Tutti i candidati sindaci, che sono rimasti fino alla fine,
hanno partecipato attivamente alla discussione in base anche alle loro
competenze come il dottor Domenico Tataranno e Massimo Perrone come esperto di
elettronica soffermandosi in modo particolare sull’utilità che il DEA ha nella
società e la complessità del suo utilizzo.
Tra gli interventi sottolineiamo quello di Tina Palmisano,
membro della Croce Rossa Italiana e abilitato DEA. Il suo intervento è stato
illuminante perché è servito a capire che per una funzionale ed efficace
diffusione dei DAE e delle manovre di RCP, è opportuno che, in ordine di
priorità, i soggetti siano addestrati alle manovre di rianimazione
cardiopolmonare di base e abilitati all’uso dei defibrillatori semiautomatici oltre
al fatto che i DEA devono essere presenti soprattutto nei luoghi in cui ci sia
un evento sortivo o che vedere la presenza di numerosi giovani perché le
persone più colpite da arresto cardiaco sono i giovani e gli sportivi.
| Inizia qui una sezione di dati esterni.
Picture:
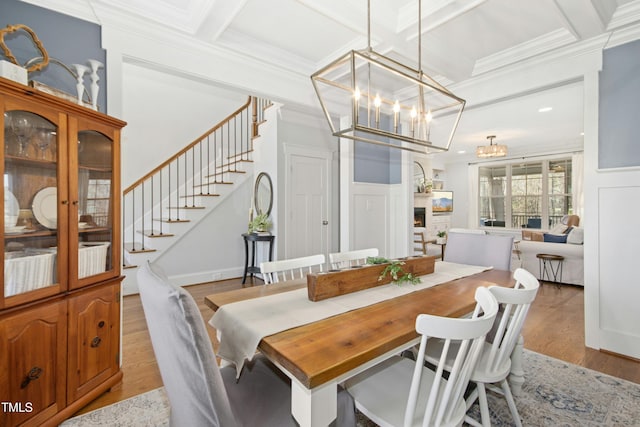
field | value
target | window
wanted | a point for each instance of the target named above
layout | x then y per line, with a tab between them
533	194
L’abilitazione dei soggetti, ha sottolineato la Palmisano, può essere
raggiunta solo da istituzioni riconosciute IRC e ha un costo che si aggira tra
i 50/ 70 euro.
Per questo al termine della seduta, su proposta del
rappresentante dell’Associazione culturale ‘T.A.M.’, le associazioni hanno
deciso di convogliare le loro forze sulla formazione e inviteranno i propri
iscritti (almeno n. 2 per ogni associazione) a partecipare al corso laico, ossia destinato a personale non specializzato,
per imparare le manovre di rianimazione cardiopolmonare (RCP) e acquisire
l’abilitazione all’utilizzo di un Defibrillatore SemiAutomatico (DAE)
decisi, se sarà necessario, fin’anche ad autotassarsi.
Nello specifico, inoltre, alcune delle associazione presenti,
quali ad esempio la FederAnziani, si sono prese un po’ di tempo per informarsi
presso le loro sedi nazionali se possano avvalersi di formazione gratuita e se le
loro istituzioni sono riconosciute ai fini IRC per conseguire l’attestato
finale abilitante affinchè, anche i soggetti meno abbienti, quali pensionati,
disoccupati, etc., che non hanno possibilità economiche tali da sostenere i
costi della formazione possono partecipare.